Había llegado tan tarde a la Medicina que estudiar la carrera fue casi un empeño romántico, a pesar de que su padre insistió en que apenas quedaba nada de lo que había disfrutado su abuelo. Era curioso; su abuelo empeñado siempre en que su padre y sus tíos fueran médicos de cabecera, y su padre, rendido, derrotado, pelando hasta el final porque él no siguiese su camino, simplemente porque sabía que ya no había camino que seguir. Su abuelo siempre había dicho que seríamos lo que la sociedad quisiera que fuéramos, y la sociedad había querido rendirse a las fantasías de vida eterna, aun quemando sus últimas naves de libertad.
Y los médicos de cabecera como su abuelo habían desaparecido en la generación de su padre, los últimos mohicanos que decidieron quedarse en el barco de sus consultas hasta que la gente hubo de rendirse a la comunicación a través de unas cámaras que jamás podrían cogerles la mano para tomarles el pulso de sus vidas, ni darles un pañuelo para secarse las lágrimas de esa enfermedad con desenlace fatal que es la vida.

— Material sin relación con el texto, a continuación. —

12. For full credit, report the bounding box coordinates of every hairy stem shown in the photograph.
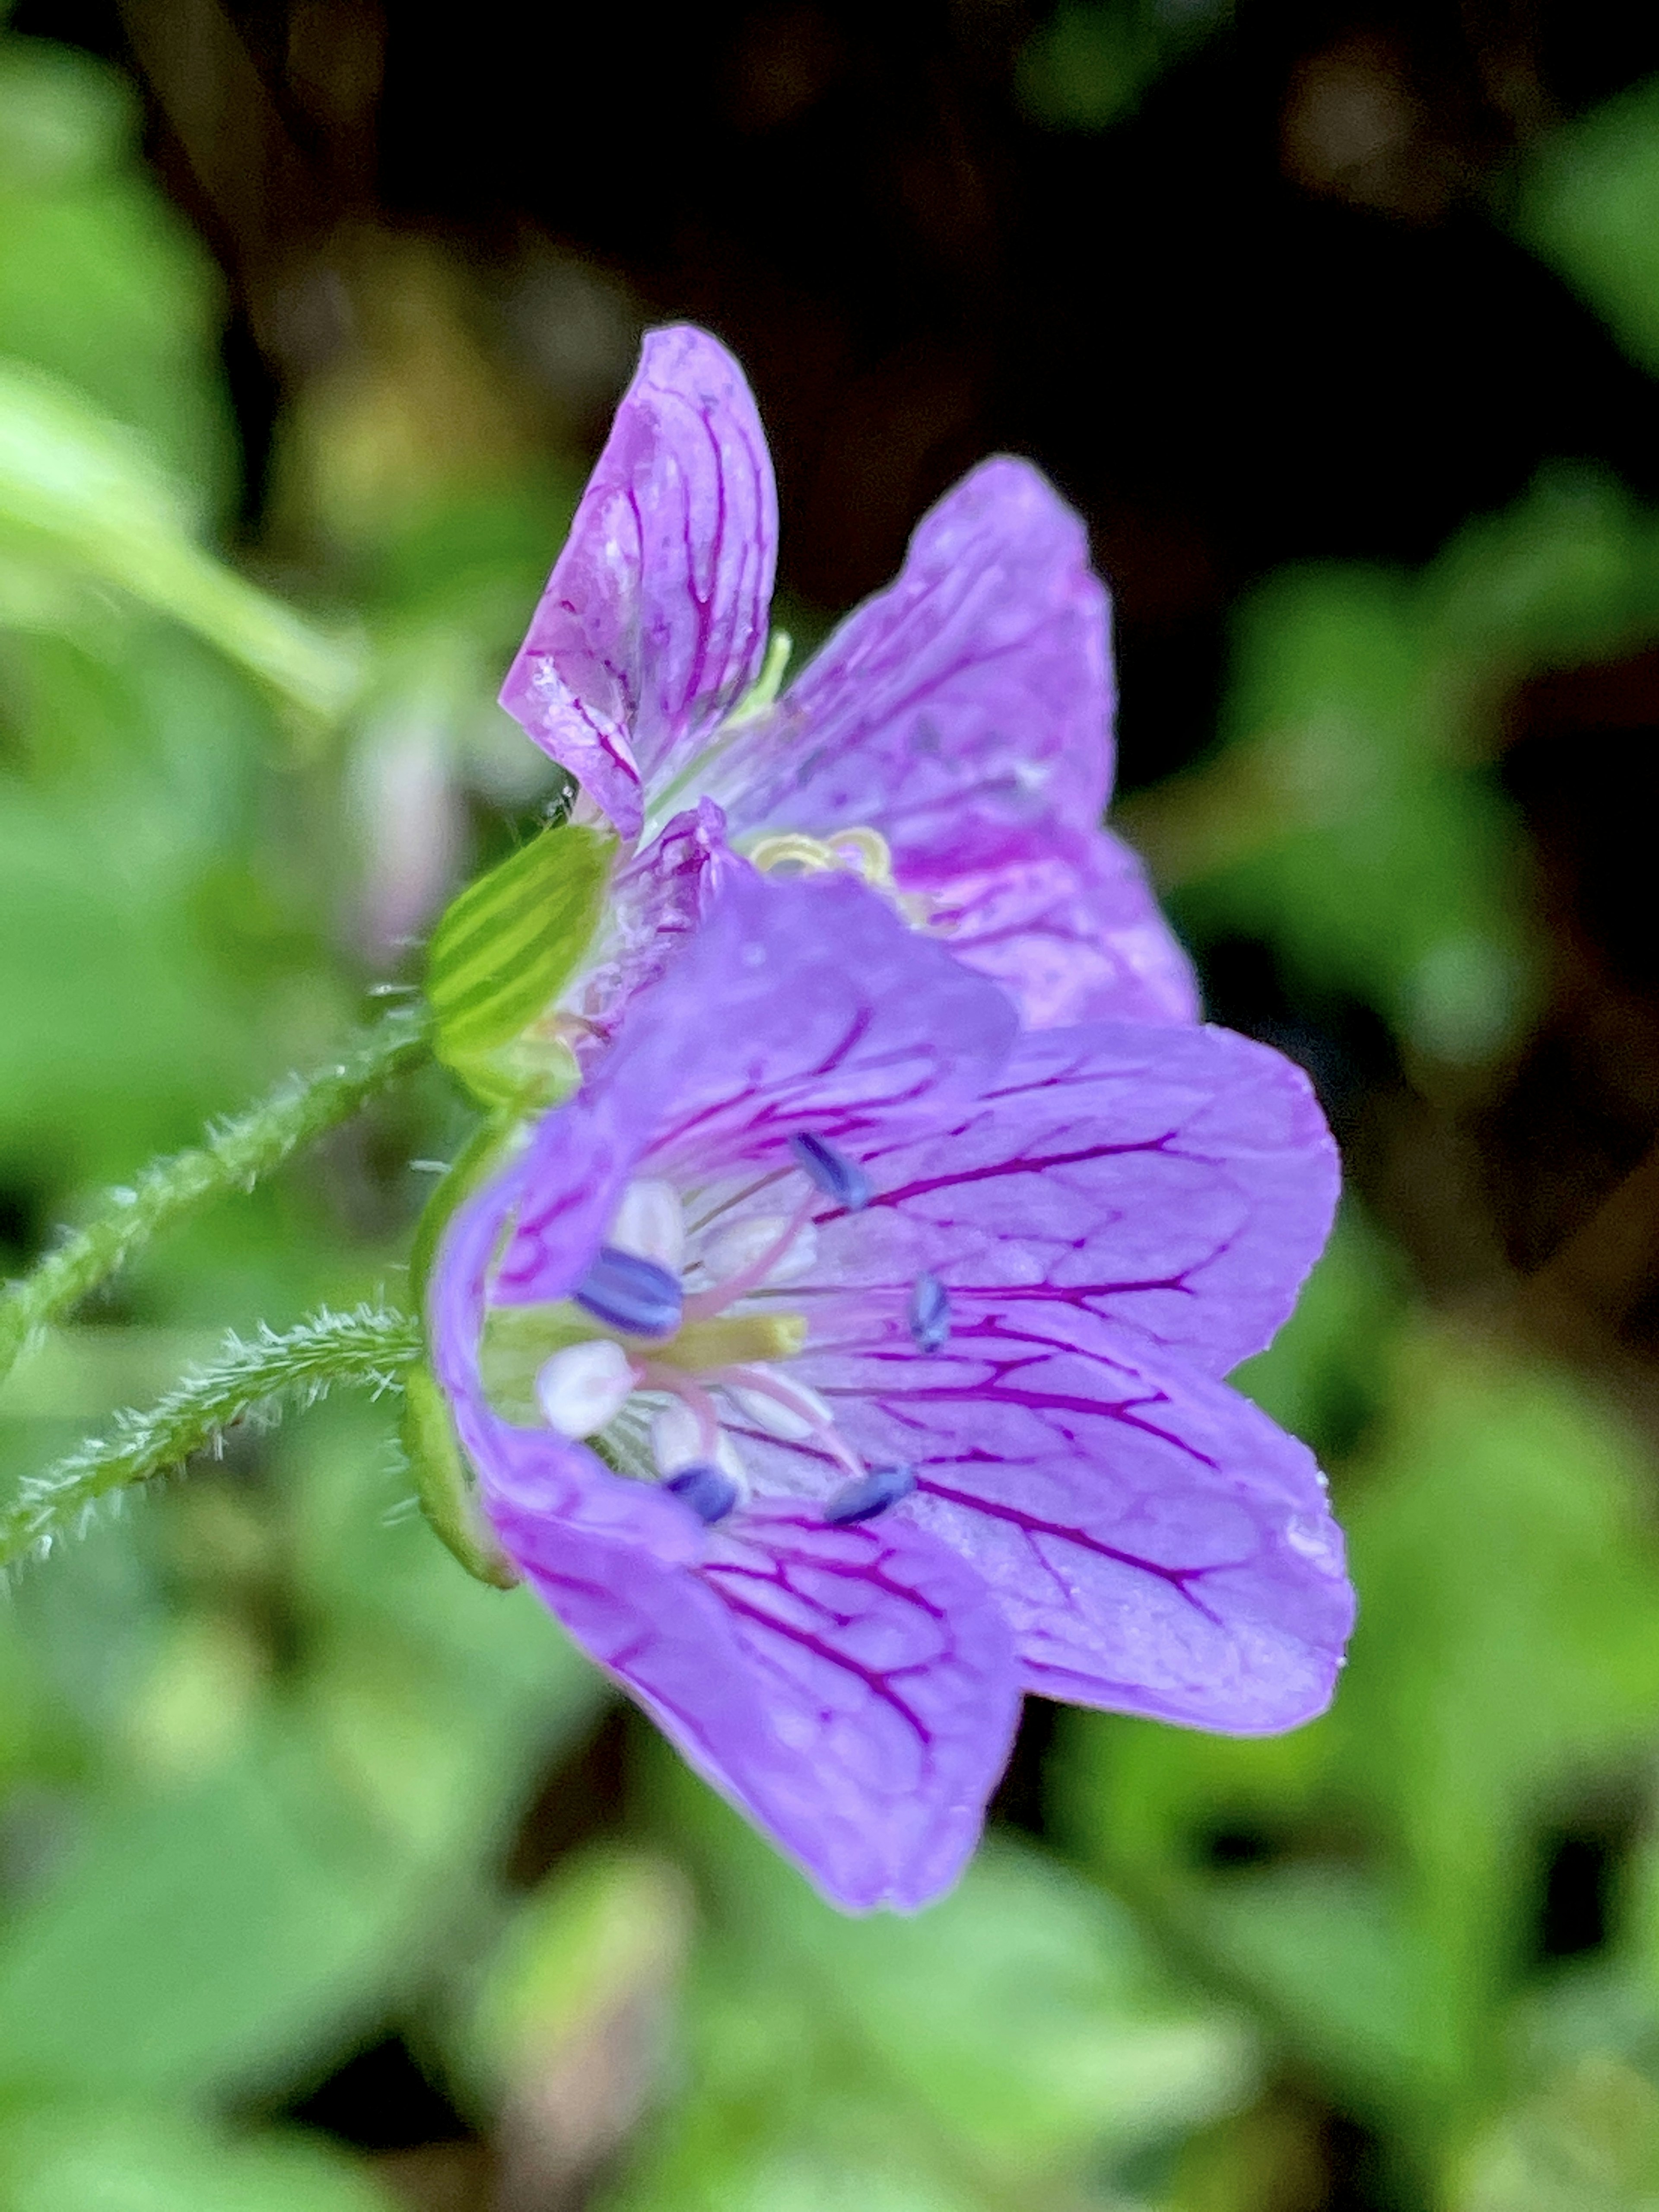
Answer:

Y cuando los últimos mohicanos rindieron sus posiciones y sus gritos desesperados dejaron de oírse porque dejaron de interesar, los médicos pasaron a ser esos seres que te contestaban a través de tu televisor o la pantalla de tu móvil, impecablemente vestidos con sus batas blancas y sus identificaciones en la solapa, que escuchaban atentos tu relato fuese al hora que fuese y te asignaban un número que se te volcaba de inmediato en tu teléfono o en el navegador de tu coche para llevarte a un lugar aséptico donde alguien pronunciaba esa clave en la que te habías convertido y tras una exploración somera, eras sometido a una serie de pruebas cuyo resultado te entregaba una máquina situada al final de un pasillo, que también expedía píldoras y folletos de instrucciones, y que hasta tenía un botón que, si optabas por pulsarlo, te brindaba la cara de un médico sonriente y embatado que te resolvía cualquier duda que se te pudiera haber planteado.
Así que esos cubículos con luz artificial, pantallas enormes y mesas con cercos de los vasos de café tatuados, eran en lo que se había convertido la Medicina de cabecera, eran los vestigios fósiles de aquella antigua Atención Primaria que habían olvidado los nietos de quienes la hicieron desaparecer, y que él conservaba en los relatos largos y cálidos que leía cada noche cuando las caras de las pantallas le concedían un respiro.